Jon Flanders 72763.2240 at
Fri May 3 17:58:36 MDT 1996

 >> The reason for this is because the regime that was instituted was
Stalinist from its inception, with socialism in one country on its banner and
no workers' democracy. The apparent paradoxes of the Cuban experience (some
degree of independence compared to countries like Bulgaria, say, or the amount
of superficially internationalist rhetoric & overseas action) <<Hugh Rodwell

 Jon Flanders:

  God, Hugh, I just can't keep up with all these questions. I have a forty
hour a week job repairing locomotives and two kids.

  I suppose Che's two, three, many Vietnams was just rhetoric, along with the
thousands of Cuban doctors that have gone to third world countries around the
world. I suppose the Cuban defense of Angola that defeated the South African
army was just a superficial engagement.

  Cuba is an example, in my opinion, of a revolutionary leadership
accomplishing miracles in a very close proximity to the world's greatest
imperialist power. It is amazing that they survived the loss of aid from the
Soviet Union, but they have.

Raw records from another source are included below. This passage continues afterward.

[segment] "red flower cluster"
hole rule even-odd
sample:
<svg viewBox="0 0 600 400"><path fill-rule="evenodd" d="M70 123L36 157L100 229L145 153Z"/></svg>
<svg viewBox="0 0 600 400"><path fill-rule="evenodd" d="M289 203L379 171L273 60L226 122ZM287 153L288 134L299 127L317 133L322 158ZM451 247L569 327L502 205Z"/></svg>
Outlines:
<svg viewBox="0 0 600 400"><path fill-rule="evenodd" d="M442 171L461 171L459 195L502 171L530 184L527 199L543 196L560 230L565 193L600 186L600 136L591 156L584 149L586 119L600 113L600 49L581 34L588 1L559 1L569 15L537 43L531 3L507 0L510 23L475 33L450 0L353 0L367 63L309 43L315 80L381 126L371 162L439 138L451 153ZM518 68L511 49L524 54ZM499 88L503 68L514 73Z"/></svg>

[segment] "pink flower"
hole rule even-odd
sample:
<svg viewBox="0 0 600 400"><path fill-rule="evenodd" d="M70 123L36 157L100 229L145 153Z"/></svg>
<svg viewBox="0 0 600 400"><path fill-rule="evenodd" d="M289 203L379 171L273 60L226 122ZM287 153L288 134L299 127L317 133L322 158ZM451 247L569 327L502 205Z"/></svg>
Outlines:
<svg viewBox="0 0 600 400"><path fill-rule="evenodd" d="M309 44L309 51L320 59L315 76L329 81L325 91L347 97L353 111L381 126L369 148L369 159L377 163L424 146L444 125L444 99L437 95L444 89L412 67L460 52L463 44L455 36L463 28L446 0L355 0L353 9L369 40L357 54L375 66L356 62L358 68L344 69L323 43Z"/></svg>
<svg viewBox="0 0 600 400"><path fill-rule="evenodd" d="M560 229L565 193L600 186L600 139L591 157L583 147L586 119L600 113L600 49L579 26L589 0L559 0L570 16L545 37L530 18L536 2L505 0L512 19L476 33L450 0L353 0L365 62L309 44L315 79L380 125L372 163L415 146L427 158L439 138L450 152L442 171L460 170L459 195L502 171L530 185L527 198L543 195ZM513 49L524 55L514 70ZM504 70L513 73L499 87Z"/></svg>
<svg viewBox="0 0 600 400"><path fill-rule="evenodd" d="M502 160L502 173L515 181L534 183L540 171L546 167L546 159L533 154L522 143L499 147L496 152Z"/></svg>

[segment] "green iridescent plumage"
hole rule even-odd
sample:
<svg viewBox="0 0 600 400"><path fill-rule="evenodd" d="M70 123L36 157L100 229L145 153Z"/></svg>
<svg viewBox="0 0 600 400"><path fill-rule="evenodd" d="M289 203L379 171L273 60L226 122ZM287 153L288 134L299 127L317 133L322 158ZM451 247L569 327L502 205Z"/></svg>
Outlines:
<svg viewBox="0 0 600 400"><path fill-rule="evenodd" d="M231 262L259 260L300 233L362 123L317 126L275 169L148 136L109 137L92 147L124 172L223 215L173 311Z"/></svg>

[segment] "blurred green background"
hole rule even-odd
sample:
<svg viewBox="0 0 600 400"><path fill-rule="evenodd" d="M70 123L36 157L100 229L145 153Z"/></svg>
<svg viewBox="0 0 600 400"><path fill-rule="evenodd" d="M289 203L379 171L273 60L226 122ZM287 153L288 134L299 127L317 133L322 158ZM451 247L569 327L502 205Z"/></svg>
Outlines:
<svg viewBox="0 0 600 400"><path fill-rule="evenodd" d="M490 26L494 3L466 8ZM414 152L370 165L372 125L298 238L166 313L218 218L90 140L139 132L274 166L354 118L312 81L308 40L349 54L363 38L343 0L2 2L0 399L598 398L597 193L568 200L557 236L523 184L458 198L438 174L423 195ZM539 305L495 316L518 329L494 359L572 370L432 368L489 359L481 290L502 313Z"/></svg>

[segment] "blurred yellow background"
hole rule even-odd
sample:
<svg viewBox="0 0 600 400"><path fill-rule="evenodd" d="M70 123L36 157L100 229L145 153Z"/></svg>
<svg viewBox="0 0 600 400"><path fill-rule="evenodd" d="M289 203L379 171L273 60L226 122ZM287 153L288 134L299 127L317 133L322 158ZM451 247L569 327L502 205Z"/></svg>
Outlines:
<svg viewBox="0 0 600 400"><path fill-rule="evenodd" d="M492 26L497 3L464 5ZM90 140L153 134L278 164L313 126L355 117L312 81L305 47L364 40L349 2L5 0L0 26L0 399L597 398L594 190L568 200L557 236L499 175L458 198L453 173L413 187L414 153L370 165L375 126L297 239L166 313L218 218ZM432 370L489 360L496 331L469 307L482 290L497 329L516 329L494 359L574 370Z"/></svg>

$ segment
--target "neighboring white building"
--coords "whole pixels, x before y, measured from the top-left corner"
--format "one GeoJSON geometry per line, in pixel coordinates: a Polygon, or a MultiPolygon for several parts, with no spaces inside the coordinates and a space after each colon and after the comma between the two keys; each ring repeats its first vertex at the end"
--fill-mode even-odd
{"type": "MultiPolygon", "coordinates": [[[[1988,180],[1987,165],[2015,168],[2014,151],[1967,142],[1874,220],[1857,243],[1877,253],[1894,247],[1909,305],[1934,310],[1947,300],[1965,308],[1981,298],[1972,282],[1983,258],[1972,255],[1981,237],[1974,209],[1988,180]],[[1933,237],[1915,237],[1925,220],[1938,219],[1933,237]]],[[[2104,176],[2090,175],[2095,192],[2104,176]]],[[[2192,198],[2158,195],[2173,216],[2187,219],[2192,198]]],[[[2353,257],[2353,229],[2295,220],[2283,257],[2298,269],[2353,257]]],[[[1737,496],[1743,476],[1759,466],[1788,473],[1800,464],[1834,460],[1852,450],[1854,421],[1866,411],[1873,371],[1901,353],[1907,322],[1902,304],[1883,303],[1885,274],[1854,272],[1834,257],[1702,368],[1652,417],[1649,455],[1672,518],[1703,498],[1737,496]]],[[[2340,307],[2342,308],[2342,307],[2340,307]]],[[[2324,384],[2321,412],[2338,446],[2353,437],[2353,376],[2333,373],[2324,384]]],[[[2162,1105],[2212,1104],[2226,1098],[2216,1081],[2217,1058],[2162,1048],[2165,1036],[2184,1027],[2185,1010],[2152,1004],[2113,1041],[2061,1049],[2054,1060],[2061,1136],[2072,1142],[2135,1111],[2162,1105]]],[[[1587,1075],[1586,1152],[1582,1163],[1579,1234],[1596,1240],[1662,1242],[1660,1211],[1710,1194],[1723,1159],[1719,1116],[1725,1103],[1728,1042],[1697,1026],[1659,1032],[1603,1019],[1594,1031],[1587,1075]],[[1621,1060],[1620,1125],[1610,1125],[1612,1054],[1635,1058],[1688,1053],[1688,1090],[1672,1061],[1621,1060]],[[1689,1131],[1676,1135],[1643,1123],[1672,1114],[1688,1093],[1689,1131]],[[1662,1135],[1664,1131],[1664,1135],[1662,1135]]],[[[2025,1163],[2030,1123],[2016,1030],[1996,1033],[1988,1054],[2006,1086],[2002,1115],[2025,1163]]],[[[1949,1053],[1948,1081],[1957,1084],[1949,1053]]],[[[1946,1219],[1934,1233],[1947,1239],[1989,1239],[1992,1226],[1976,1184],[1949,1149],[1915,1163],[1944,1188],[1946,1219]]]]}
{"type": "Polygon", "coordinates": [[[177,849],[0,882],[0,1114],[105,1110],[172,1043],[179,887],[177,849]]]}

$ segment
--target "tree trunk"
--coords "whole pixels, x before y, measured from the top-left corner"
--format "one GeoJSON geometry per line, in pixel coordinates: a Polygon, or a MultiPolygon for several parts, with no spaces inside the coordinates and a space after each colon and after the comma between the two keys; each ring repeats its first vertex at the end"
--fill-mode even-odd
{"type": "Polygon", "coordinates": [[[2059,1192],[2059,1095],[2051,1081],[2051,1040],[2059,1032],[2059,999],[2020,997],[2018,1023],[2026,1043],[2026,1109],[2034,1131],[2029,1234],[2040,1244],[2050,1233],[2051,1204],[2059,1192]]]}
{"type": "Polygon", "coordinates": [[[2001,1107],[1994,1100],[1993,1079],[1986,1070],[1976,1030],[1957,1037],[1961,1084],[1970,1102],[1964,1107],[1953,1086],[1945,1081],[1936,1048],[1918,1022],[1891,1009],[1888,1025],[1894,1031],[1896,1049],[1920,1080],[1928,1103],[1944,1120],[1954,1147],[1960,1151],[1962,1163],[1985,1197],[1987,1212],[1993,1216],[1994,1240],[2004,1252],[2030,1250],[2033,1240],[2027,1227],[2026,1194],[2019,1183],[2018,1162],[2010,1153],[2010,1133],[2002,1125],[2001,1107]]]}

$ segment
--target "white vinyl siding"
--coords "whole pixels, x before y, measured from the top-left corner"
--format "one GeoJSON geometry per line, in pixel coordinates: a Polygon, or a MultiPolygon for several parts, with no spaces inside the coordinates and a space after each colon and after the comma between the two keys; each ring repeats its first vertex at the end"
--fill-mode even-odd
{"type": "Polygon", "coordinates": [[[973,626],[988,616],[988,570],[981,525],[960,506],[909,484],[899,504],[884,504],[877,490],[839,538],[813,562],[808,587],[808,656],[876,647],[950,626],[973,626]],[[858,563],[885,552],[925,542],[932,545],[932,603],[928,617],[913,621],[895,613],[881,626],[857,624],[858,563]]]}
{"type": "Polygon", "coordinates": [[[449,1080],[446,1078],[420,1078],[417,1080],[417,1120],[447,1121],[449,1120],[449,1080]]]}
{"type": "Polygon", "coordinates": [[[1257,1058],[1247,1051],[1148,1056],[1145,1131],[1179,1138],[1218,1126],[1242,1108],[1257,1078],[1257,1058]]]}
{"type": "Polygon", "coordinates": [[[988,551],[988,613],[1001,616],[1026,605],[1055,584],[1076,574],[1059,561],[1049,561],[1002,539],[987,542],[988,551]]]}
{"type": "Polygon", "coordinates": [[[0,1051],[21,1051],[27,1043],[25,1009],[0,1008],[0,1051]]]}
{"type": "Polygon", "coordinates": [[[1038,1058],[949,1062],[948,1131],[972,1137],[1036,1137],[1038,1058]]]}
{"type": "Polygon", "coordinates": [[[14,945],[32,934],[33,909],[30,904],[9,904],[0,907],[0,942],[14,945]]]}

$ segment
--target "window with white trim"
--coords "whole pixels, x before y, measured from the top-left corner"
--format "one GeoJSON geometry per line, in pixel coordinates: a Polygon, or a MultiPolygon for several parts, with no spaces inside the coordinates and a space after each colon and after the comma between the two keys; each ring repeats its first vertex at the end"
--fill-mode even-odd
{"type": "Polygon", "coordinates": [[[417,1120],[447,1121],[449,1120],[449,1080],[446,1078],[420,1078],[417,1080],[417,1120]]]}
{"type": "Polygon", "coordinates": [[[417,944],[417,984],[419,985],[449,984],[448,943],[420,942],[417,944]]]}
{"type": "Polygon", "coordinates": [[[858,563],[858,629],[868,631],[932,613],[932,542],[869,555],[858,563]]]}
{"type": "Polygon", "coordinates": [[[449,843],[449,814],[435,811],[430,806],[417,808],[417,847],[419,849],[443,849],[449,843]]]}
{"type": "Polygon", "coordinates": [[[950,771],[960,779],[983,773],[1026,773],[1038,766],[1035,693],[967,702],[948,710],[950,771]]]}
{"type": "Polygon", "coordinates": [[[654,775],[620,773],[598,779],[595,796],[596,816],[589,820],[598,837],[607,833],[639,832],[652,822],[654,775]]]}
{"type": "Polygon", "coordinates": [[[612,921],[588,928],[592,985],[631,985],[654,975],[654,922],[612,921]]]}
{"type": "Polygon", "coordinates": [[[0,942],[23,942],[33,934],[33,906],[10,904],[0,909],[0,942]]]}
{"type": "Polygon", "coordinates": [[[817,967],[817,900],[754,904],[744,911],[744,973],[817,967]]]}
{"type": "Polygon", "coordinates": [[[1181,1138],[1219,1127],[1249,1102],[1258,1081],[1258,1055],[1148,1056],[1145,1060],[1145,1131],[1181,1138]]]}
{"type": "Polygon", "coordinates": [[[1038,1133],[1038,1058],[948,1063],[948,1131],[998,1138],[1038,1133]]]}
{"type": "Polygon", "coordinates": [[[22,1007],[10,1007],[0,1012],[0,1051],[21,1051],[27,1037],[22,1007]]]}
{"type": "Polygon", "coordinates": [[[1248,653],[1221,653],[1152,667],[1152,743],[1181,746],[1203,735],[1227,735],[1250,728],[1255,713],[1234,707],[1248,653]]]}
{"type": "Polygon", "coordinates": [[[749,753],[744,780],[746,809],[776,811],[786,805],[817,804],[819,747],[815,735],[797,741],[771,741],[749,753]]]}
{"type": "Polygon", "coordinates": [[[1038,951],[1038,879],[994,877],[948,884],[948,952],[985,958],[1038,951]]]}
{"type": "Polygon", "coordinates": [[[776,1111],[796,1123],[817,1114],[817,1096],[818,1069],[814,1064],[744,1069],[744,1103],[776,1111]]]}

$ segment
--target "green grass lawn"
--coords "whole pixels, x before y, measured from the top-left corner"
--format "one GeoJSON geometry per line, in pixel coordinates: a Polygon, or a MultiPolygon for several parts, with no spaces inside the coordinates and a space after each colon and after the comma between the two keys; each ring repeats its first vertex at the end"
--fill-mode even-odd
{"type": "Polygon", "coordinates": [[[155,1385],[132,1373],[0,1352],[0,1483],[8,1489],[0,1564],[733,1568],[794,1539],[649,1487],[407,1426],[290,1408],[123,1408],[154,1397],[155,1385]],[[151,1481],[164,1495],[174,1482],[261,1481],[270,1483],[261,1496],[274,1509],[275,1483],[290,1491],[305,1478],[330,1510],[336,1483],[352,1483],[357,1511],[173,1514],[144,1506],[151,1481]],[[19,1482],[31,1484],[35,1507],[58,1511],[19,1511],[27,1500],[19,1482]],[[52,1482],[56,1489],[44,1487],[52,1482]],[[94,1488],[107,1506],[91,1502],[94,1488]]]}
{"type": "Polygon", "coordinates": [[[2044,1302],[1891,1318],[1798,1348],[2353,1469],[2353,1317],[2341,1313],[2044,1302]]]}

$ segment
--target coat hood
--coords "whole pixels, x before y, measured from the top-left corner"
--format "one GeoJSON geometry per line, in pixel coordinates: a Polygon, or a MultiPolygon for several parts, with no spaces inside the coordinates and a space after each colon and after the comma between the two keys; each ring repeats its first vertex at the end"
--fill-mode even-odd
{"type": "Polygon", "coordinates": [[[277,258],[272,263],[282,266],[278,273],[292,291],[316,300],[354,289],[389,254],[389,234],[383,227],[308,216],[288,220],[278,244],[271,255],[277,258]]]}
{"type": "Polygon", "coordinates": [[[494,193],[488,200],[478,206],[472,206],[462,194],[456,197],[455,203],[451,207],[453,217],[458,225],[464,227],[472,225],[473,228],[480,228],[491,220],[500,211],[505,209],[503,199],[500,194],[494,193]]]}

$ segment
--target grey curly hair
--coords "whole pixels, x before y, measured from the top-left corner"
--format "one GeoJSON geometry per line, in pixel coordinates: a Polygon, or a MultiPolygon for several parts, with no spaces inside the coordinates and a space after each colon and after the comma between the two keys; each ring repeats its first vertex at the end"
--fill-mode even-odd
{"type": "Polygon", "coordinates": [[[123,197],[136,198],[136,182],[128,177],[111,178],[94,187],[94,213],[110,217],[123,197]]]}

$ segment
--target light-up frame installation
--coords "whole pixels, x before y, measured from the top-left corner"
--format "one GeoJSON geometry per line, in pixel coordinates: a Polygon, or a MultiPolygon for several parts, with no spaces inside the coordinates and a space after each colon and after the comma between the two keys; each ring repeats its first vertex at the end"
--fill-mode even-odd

This May Day rally had over a million
participants, and even Peter Jennings on ABC TV had to admit that the
revolution wasn't over yet.

  As for socialist democracy, read Marta Harnecker's book on Popular Power.
Maybe it doesn't look the same as soviets in 1917, but it qualifies as the
best we have seen since then in my book.

  When you write about economics, your rigorous formalism helps you. In
politics it seems to blind you to reality.